Friday, January 28, 2011

Rough Week

My grandpa passed away on Wednesday. Which is sad, but I can only be so sad because he was 101! He lived a very full, long, healthy life. I am worried about my dad, he has lost so many he loved in the last year.

Then today I found out that a friend from college died. She was only 30, a single mom to a 10yo girl and a 5 yo boy, she was thin and beautiful...She died of cardiac arrest. Sometimes life just doesn't make any sense. I am reeling and heartbroken for her children, boyfriend, and family.

I am struggling with school too.

But the meds must be working some, because I am coping. Coping well enough that the doctor declared me stable. I only need to go in every three months now. I don't feel stable, but I don't feel one step from crazy either. Getting there.
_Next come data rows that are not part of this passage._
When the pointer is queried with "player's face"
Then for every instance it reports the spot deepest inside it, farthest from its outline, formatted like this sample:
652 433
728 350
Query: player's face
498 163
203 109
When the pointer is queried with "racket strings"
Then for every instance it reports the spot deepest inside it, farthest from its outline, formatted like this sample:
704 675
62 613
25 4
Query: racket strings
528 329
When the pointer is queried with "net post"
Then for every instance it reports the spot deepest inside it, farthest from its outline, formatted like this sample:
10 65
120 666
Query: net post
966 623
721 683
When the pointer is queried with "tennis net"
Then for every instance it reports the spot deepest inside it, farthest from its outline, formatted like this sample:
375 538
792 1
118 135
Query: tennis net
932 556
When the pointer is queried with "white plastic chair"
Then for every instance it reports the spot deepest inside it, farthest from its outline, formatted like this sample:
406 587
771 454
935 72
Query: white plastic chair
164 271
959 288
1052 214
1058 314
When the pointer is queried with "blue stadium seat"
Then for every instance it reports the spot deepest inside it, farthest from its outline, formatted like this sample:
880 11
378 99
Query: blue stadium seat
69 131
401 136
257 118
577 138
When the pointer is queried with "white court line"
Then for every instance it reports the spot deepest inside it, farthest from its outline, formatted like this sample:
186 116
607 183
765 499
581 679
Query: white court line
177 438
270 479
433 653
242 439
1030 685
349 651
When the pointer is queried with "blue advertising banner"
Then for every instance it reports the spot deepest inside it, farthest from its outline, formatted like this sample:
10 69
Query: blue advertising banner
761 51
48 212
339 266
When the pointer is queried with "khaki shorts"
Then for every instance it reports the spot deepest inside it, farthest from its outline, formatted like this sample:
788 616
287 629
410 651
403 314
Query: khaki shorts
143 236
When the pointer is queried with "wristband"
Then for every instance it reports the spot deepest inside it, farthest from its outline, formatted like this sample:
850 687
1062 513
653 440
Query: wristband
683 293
In my continued attempt to bring the hot me back, I am getting my hair done on Tuesday, fingers crossed it comes out even. Getting black dye out of hair is a nightmare. When it is done I will post pics. I have also lost 12lbs since December, hope I can continue to lose.

Taking the kids to Ikea tomorrow I think since daddy got called into work, you know so I can drop them off at the playland and I can sit in a chair and read for an hourgo shopping.

Sunday, January 23, 2011

Sexy Back

This blog has turned into one damn self affirmation after another, but hell I need it at this point.

There was a point this December when I looked in the mirror and was terrified at what I saw. I was ghostly pale, dark circle under my eyes, hair unbrushed for what had to be the 3rd or 4th day, and the 20 lbs I had dropped seemed to all come from my face. I knew I was in a bad place, but I didn't think about how bad it looked on the outside, I really didn't care until that moment.

I burst into tears and demanded to know why no one had told me I looked like this. Of course everyone was more concerned with the fact I was a mental basket case, not that my hair looked like there was a family of birds living in it.

I stayed looking like that for several weeks, though I was aware now, I just didn't have it in me to change it. After I broken down in the doctors office and got new medication, I waited. I waited to feel like ME again. While some of the meds do give instant relief from the panic, the others work more slowly and are still building up now. I kept thinking there would be this magical moment where I was suddenly back to normal. Instead it has been gradual steps, little realizations.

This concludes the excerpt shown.